One limitation of the proposed methods is that we assume a monotone missing data pattern. While important, it is beyond the scope of this paper to incorporate non-monotone missingness. Future research in this direction is warranted.

Appendix

In this section, we derive the conditional distribution of the Gamma frailty b_i given the observed data. The conditional joint probability density of b_i and ${t_{i 1}, \dots, t_{i m_{i}}}$ given C_i and X_i is

[\prod_{t \leq C_{i}} {λ (t) b_{i} exp (X_{i}^{T} β)}^{Δ N_{i} (t)}] exp {- Λ (C_{i}) b_{i} exp (X_{i}^{T} β)} \frac{{(1 / γ)}^{1 / γ}}{Γ (1 / γ)} b_{i}^{1 / γ - 1} exp (- \frac{b_{i}}{γ}) = {\prod_{j = 1}^{m_{i}} λ (t_{i j}) exp (X_{i}^{T} β)} \frac{{(1 / γ)}^{1 / γ}}{Γ (1 / γ)} b_{i}^{1 / γ + m_{i} - 1} exp [- b_{i} {1 / γ + Λ (C_{i}) exp (X_{i}^{T} β)}] .

The conditional density of ${t_{i 1}, \dots, t_{i m_{i}}}$ given C_i and X_i is then

\int_{0}^{\infty} {\prod_{j = 1}^{m_{i}} λ (t_{i j}) exp (X_{i}^{T} β)} \frac{{(1 / γ)}^{1 / γ}}{Γ (1 / γ)} b_{i}^{1 / γ + m_{i} - 1} exp [- b_{i} {1 / γ + Λ (C_{i}) exp (X_{i}^{T} β)}] d b_{i} = {\prod_{j = 1}^{m_{i}} λ (t_{i j}) exp (X_{i}^{T} β)} \frac{Γ (1 / γ + m_{i})}{Γ (1 / γ)} \frac{{(1 / γ)}^{1 / γ}}{{Λ (C_{i}) exp (X_{i}^{T} β) + 1 / γ}^{m_{i} + 1 / γ}} .

By taking the ratio of the above two densities, we obtain that the conditional distribution of b_i given the observed data is Gamma with shape parameter 1/γ + m_i and rate parameter $1 / γ + Λ (C_{i}) exp (X_{i}^{T} β)$ . Note that m_i = N_i(C_i).
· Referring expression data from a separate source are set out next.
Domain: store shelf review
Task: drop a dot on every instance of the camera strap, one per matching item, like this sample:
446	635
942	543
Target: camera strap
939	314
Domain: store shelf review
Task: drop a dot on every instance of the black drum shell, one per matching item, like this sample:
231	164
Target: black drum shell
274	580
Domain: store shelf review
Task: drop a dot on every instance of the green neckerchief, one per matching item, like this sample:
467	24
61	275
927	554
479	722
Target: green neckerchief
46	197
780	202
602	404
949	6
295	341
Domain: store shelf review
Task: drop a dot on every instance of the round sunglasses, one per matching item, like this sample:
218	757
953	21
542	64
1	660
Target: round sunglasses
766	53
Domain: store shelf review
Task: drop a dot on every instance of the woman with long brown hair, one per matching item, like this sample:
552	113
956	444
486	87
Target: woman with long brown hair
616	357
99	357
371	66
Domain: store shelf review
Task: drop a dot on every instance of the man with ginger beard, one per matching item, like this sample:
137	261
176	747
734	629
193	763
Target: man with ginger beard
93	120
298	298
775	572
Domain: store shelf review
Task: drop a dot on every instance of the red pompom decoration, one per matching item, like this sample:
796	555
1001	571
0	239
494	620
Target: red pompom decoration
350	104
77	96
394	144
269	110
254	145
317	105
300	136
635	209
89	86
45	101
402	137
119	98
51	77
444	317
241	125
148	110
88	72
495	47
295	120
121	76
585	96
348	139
Under the proportional intensity frailty model (1), N_i(τ_i) − N_i(C_i), i.e., the number of events in (C_i,τ_i), follows a Poisson distribution with mean $b_{i} {Λ (τ_{i}) - Λ (C_{i})} e^{{\tilde{X}}_{i}^{T} β}$ given b_i, where ${\tilde{X}}_{i}$ is the vector of covariate values used in the multiple imputation. It follows that the conditional probability mass function of N_i(τ_i) − N_i(C_i) given (X_i,C_i) and ${\tilde{X}}_{i}$ is

P (N_{i} (τ_{i}) - N_{i} (C_{i}) = k ∣ X_{i}, C_{i}, {\tilde{X}}_{i}) = \int_{0}^{\infty} \frac{1}{k!} exp [- b_{i} {Λ (τ_{i}) - Λ (C_{i})} exp ({\tilde{X}}_{i}^{T} β)] {[b_{i} {Λ (τ_{i}) - Λ (C_{i})} exp ({\tilde{X}}_{i}^{T} β)]}^{k} \times \frac{{1 / γ + Λ (C_{i}) exp (X_{i}^{T} β)}^{1 / γ + m_{i}}}{Γ (1 / γ + m_{i})} b_{i}^{1 / γ + m_{i} - 1} exp [- b_{i} {1 / γ + Λ (C_{i}) exp (X_{i}^{T} β)}] d b_{i} = \frac{1}{k!} \frac{Γ (1 / γ + m_{i} + k)}{Γ (1 / γ + m_{i})} {[\frac{{Λ (τ_{i}) - Λ (C_{i})} exp ({\tilde{X}}_{i}^{T} β)}{{Λ (τ_{i}) - Λ (C_{i})} exp ({\tilde{X}}_{i}^{T} β) + 1 / γ + Λ (C_{i}) exp (X_{i}^{T} β)}]}^{k} \times {[\frac{1 / γ + Λ (C_{i}) exp (X_{i}^{T} β)}{{Λ (τ_{i}) - Λ (C_{i})} exp ({\tilde{X}}_{i}^{T} β) + 1 / γ + Λ (C_{i}) exp (X_{i}^{T} β)}]}^{1 / γ + m_{i}} .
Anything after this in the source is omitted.